清水:そうなんですよ。だから誰にでもおすすめ、無理強いはできないんですけど、でもそこも魅力だし、怖さって実は表裏一体で”笑い”とも通じるところが僕はあると思ってるので、結構お笑い番組とか大好きで観ていますし、そこからこれはホラーに持っていける、というか。
滝沢:え!?どの部分でそう思うんですか?
清水:なんかコントでちょっと狂気めいたコントってあったりするじゃないですか。

向井:例えば「かもめんたる」さん。キングオブコントのチャンピオンの方のコントとかは、確かにそこの笑いと怖さが結構絶妙な。
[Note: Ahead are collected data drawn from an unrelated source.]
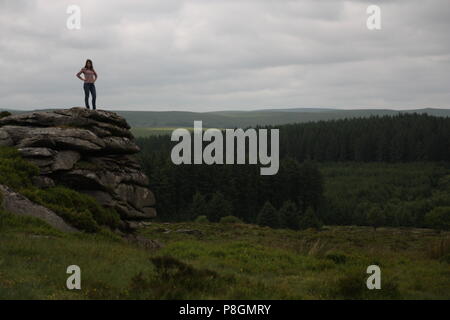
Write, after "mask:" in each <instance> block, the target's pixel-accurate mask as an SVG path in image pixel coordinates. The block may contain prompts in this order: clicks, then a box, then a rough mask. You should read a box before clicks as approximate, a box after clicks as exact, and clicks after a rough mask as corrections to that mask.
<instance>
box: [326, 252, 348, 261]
mask: <svg viewBox="0 0 450 320" xmlns="http://www.w3.org/2000/svg"><path fill="white" fill-rule="evenodd" d="M325 259H328V260H331V261H333V262H334V263H336V264H345V263H346V262H347V256H346V255H345V254H343V253H328V254H327V255H325Z"/></svg>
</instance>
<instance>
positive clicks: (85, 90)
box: [83, 82, 97, 110]
mask: <svg viewBox="0 0 450 320" xmlns="http://www.w3.org/2000/svg"><path fill="white" fill-rule="evenodd" d="M83 89H84V104H85V105H86V108H88V109H89V92H91V95H92V109H94V110H95V99H97V92H96V91H95V84H93V83H86V82H85V83H84V85H83Z"/></svg>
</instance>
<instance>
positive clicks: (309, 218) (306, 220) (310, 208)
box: [300, 207, 322, 229]
mask: <svg viewBox="0 0 450 320" xmlns="http://www.w3.org/2000/svg"><path fill="white" fill-rule="evenodd" d="M321 227H322V222H321V221H320V220H319V218H317V216H316V214H315V212H314V210H313V209H312V208H311V207H309V208H308V209H307V210H306V212H305V214H304V215H303V216H302V217H301V218H300V229H309V228H313V229H320V228H321Z"/></svg>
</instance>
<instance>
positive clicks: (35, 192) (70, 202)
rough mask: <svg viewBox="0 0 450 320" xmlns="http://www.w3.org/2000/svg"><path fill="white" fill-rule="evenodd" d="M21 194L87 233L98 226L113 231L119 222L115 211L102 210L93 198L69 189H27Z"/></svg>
mask: <svg viewBox="0 0 450 320" xmlns="http://www.w3.org/2000/svg"><path fill="white" fill-rule="evenodd" d="M22 193H23V194H24V195H25V196H26V197H28V198H29V199H30V200H32V201H34V202H36V203H39V204H41V205H43V206H45V207H47V208H49V209H51V210H53V211H55V212H56V213H58V214H59V215H60V216H61V217H62V218H63V219H64V220H66V221H67V222H68V223H70V224H71V225H73V226H74V227H76V228H79V229H82V230H85V231H88V232H95V231H98V230H99V225H105V226H109V227H110V228H112V229H114V228H117V227H118V225H119V222H120V217H119V214H118V213H117V212H116V211H115V210H113V209H106V208H103V207H102V206H101V205H100V204H98V203H97V202H96V200H95V199H94V198H92V197H90V196H87V195H84V194H81V193H78V192H76V191H74V190H71V189H67V188H64V187H54V188H49V189H45V190H41V189H27V190H23V191H22Z"/></svg>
清水:ギリギリのところですよね。ああいうのも好きですし、もうそれこそ昔、もう伝説の「ごっつええ感じ」みたいなものから、とか。いろいろ発想は得られてますね。
滝沢:そこから来てるんだ!ホラー。
向井:「キャシィ塚本」ってコントのキャラで。
清水:大好きです。
向井:料理教室でかなりエキセントリックな料理の先生っていうネタも”笑い”ではもちろん面白いですけど、1個視点変えると怖いですもんね。
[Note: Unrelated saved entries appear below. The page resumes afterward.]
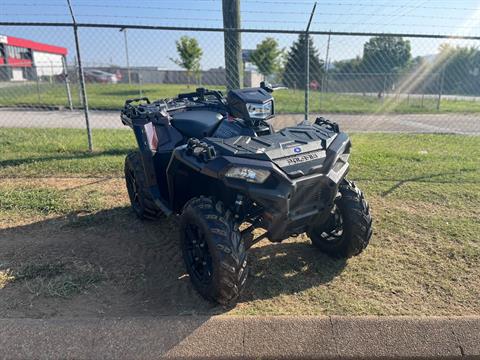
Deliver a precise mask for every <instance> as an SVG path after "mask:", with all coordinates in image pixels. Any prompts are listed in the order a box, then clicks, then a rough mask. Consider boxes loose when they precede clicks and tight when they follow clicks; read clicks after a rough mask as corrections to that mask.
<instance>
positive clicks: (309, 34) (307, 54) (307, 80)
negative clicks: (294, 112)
mask: <svg viewBox="0 0 480 360" xmlns="http://www.w3.org/2000/svg"><path fill="white" fill-rule="evenodd" d="M316 7H317V3H316V2H315V3H314V4H313V9H312V12H311V13H310V19H309V20H308V24H307V29H306V30H305V118H304V120H305V121H308V113H309V110H310V109H309V106H310V24H311V23H312V18H313V14H314V13H315V8H316Z"/></svg>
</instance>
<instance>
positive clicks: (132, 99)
mask: <svg viewBox="0 0 480 360" xmlns="http://www.w3.org/2000/svg"><path fill="white" fill-rule="evenodd" d="M140 101H146V102H147V104H150V100H149V99H148V98H147V97H146V96H144V97H141V98H135V99H128V100H127V101H125V106H126V105H129V104H131V103H132V102H140Z"/></svg>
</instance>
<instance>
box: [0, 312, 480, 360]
mask: <svg viewBox="0 0 480 360" xmlns="http://www.w3.org/2000/svg"><path fill="white" fill-rule="evenodd" d="M160 357H164V358H175V359H178V358H184V359H199V358H202V359H206V358H207V359H208V358H210V359H233V358H236V359H239V358H241V359H279V358H284V359H299V358H302V359H305V358H316V359H345V358H349V359H360V358H362V359H380V358H381V359H406V358H408V359H412V358H415V359H426V358H429V359H431V358H445V359H460V358H462V359H478V358H480V317H454V318H447V317H443V318H442V317H438V318H430V317H421V318H414V317H368V316H364V317H338V316H332V317H314V316H297V317H283V316H273V317H268V316H264V317H255V316H247V317H235V316H216V317H206V316H178V317H173V316H166V317H157V318H123V319H57V320H43V319H0V358H6V359H17V358H18V359H31V358H35V359H63V358H75V359H158V358H160Z"/></svg>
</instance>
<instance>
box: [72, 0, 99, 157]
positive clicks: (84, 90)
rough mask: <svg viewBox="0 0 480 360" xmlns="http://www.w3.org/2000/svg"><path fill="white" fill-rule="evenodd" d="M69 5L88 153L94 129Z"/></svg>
mask: <svg viewBox="0 0 480 360" xmlns="http://www.w3.org/2000/svg"><path fill="white" fill-rule="evenodd" d="M67 3H68V8H69V9H70V15H71V16H72V21H73V35H74V36H75V47H76V50H77V61H78V80H79V81H80V90H81V92H82V101H83V112H84V114H85V124H86V127H87V140H88V151H93V144H92V129H91V128H90V118H89V113H88V100H87V91H86V89H85V76H84V74H83V67H82V57H81V55H80V42H79V40H78V26H77V22H76V20H75V15H74V14H73V9H72V5H71V4H70V0H67Z"/></svg>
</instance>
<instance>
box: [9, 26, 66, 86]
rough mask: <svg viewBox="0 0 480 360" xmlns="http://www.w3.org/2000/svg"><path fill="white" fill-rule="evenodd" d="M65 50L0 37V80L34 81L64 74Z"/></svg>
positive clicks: (65, 55)
mask: <svg viewBox="0 0 480 360" xmlns="http://www.w3.org/2000/svg"><path fill="white" fill-rule="evenodd" d="M67 52H68V51H67V49H66V48H64V47H60V46H55V45H49V44H44V43H39V42H36V41H31V40H26V39H21V38H17V37H13V36H6V35H0V80H1V81H24V80H35V79H37V78H38V77H42V76H55V75H61V74H63V73H65V69H66V61H65V57H66V55H67Z"/></svg>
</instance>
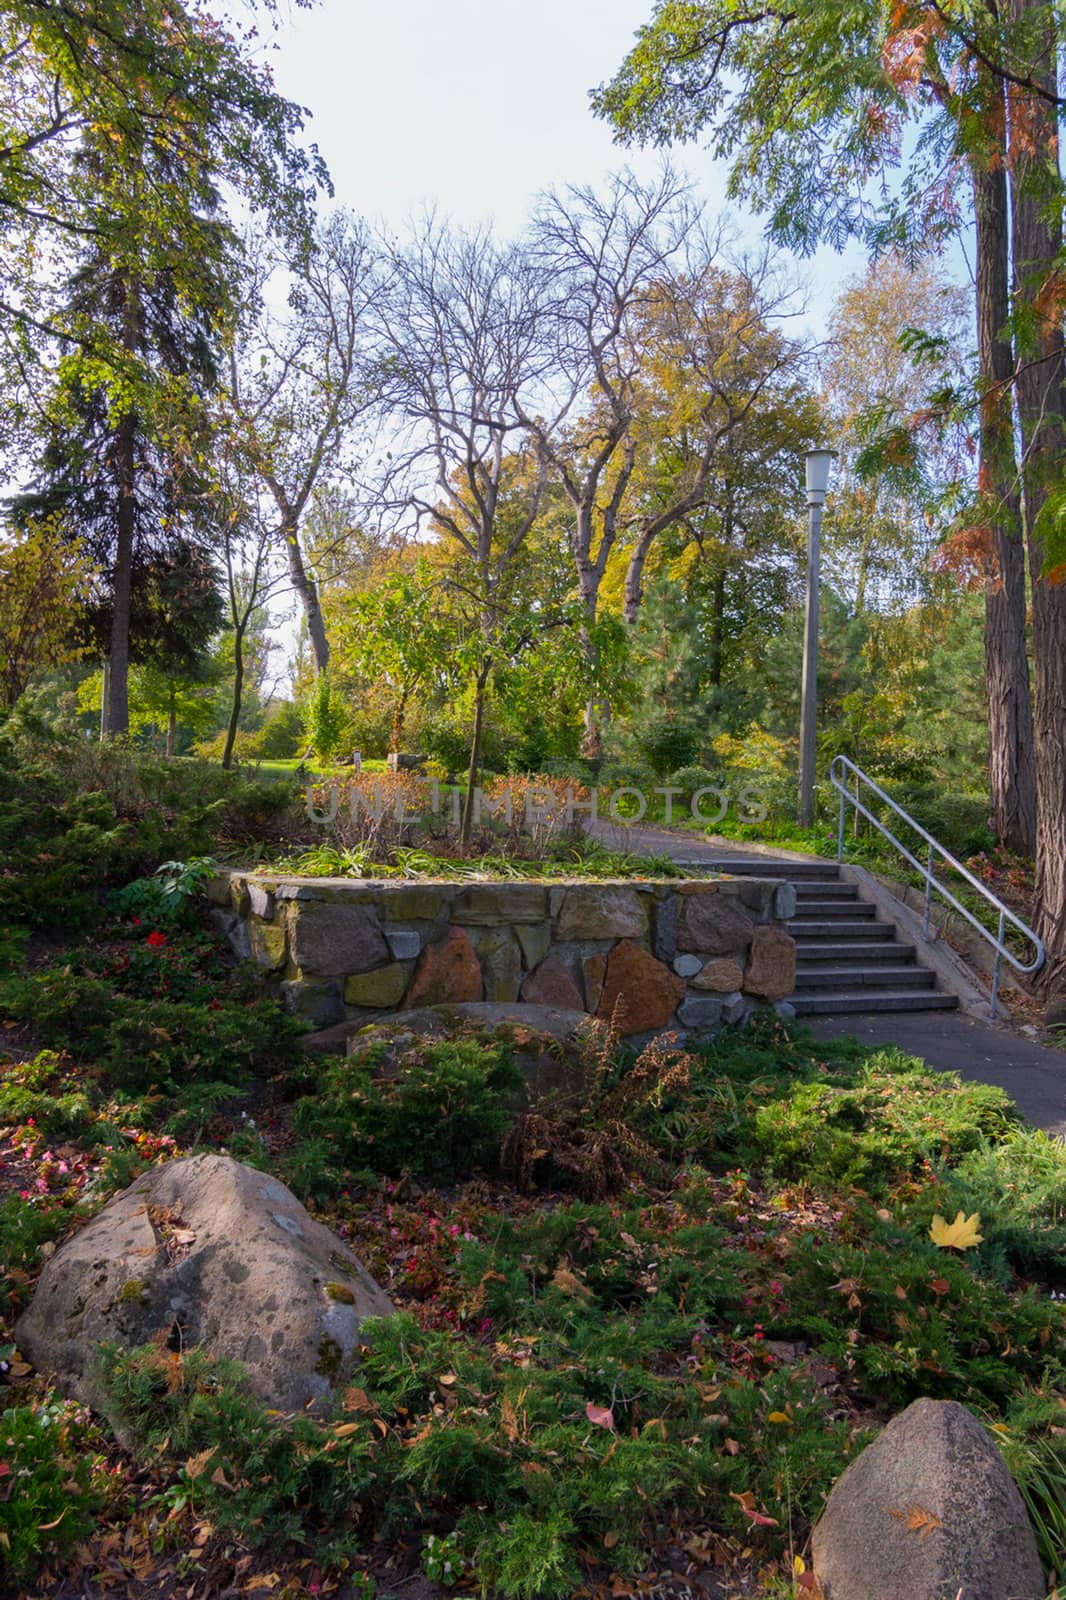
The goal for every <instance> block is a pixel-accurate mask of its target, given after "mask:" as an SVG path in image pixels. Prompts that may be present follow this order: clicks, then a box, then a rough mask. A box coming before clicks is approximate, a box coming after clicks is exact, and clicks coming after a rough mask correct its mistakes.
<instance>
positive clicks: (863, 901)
mask: <svg viewBox="0 0 1066 1600" xmlns="http://www.w3.org/2000/svg"><path fill="white" fill-rule="evenodd" d="M795 909H797V912H800V914H802V915H804V917H805V918H808V920H810V918H815V920H818V918H821V917H876V915H877V907H876V906H874V902H872V901H860V899H855V901H852V899H839V901H837V899H829V901H823V899H807V898H804V899H797V902H795Z"/></svg>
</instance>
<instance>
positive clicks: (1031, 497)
mask: <svg viewBox="0 0 1066 1600" xmlns="http://www.w3.org/2000/svg"><path fill="white" fill-rule="evenodd" d="M1031 10H1034V3H1032V0H1012V13H1013V16H1015V19H1020V21H1021V19H1024V14H1026V13H1028V11H1031ZM1031 70H1032V75H1034V78H1036V80H1037V82H1040V83H1044V85H1045V86H1047V88H1048V90H1050V91H1055V88H1056V78H1058V61H1056V43H1055V32H1053V29H1052V27H1048V29H1047V30H1045V34H1044V40H1042V53H1040V58H1039V59H1037V61H1036V62H1034V64H1032V66H1031ZM1056 133H1058V130H1056V117H1055V110H1053V107H1052V106H1050V104H1048V102H1047V101H1044V99H1040V96H1037V94H1032V93H1024V91H1018V93H1015V94H1012V130H1010V144H1012V152H1010V154H1012V243H1013V258H1015V293H1016V296H1018V299H1020V301H1021V302H1023V304H1026V306H1029V307H1031V306H1032V302H1034V301H1036V298H1037V296H1039V293H1040V290H1042V288H1044V286H1047V285H1048V282H1050V280H1053V274H1055V270H1056V264H1058V261H1060V259H1061V248H1063V227H1061V221H1060V213H1058V210H1056V205H1055V202H1056V200H1058V190H1060V179H1058V162H1056V152H1058V139H1056ZM1021 325H1023V326H1032V328H1034V333H1032V338H1031V341H1024V339H1021V341H1020V349H1018V368H1016V379H1015V390H1016V397H1018V421H1020V426H1021V448H1023V475H1021V482H1023V496H1024V522H1026V538H1028V546H1029V578H1031V582H1032V662H1034V675H1036V779H1037V784H1036V787H1037V795H1036V901H1037V933H1039V934H1040V938H1042V939H1044V942H1045V946H1047V949H1048V957H1050V962H1052V970H1053V971H1055V970H1061V968H1063V965H1064V963H1066V587H1064V586H1061V584H1052V582H1048V579H1047V576H1045V563H1047V549H1045V544H1044V538H1042V531H1040V523H1039V518H1040V512H1042V509H1044V504H1045V501H1047V496H1048V491H1050V490H1052V488H1053V486H1055V483H1056V482H1061V470H1063V461H1064V459H1066V430H1064V427H1063V414H1064V411H1066V405H1064V402H1066V395H1064V392H1063V387H1064V382H1066V368H1064V365H1063V315H1061V309H1060V312H1058V315H1055V317H1039V315H1037V317H1026V318H1024V320H1023V323H1021Z"/></svg>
清水:そうなんですよね。だんだん、ちゃんとあれは松本さんが、誰にもわかるところから乗せていくからいいんですけど。
向井:段積みにして笑いに。
清水:後半だけ見たら、もう狂気の沙汰なんで、ああいうのとかって、持っていきようによっては、もしくはリアクションによってはホラーになる。
滝沢:信じられない!あそこからホラーが生まれるんですね。
『ET』もホラーだと思っていた少年時代
向井:最初に映像作品を撮りたい、っていうか。そういう世界に行きたいな、っていうのはだいぶ早い段階から思ってたんですか?
清水:いつも意外に思われるんですけど、僕は10歳のときに、まだホラー映画が苦手な頃に『ET』という映画がやってたんですよ。スピルバーグ監督ってジュラシックパークもそうですけど、じわじわだんだんミニマムなところから見せていくじゃないですか。恐竜をバーン!って見せないで、響いてる水を。
向井:ちょっとずつ近づいてる感じとか。
清水:もう怖いじゃないですか。ああいうのって。気配見せるだけでって。『ET』も怖い映画だと思ってて、絶対観ないと思ってたんですよ。「なんでこれでみんな感動してるの?」って。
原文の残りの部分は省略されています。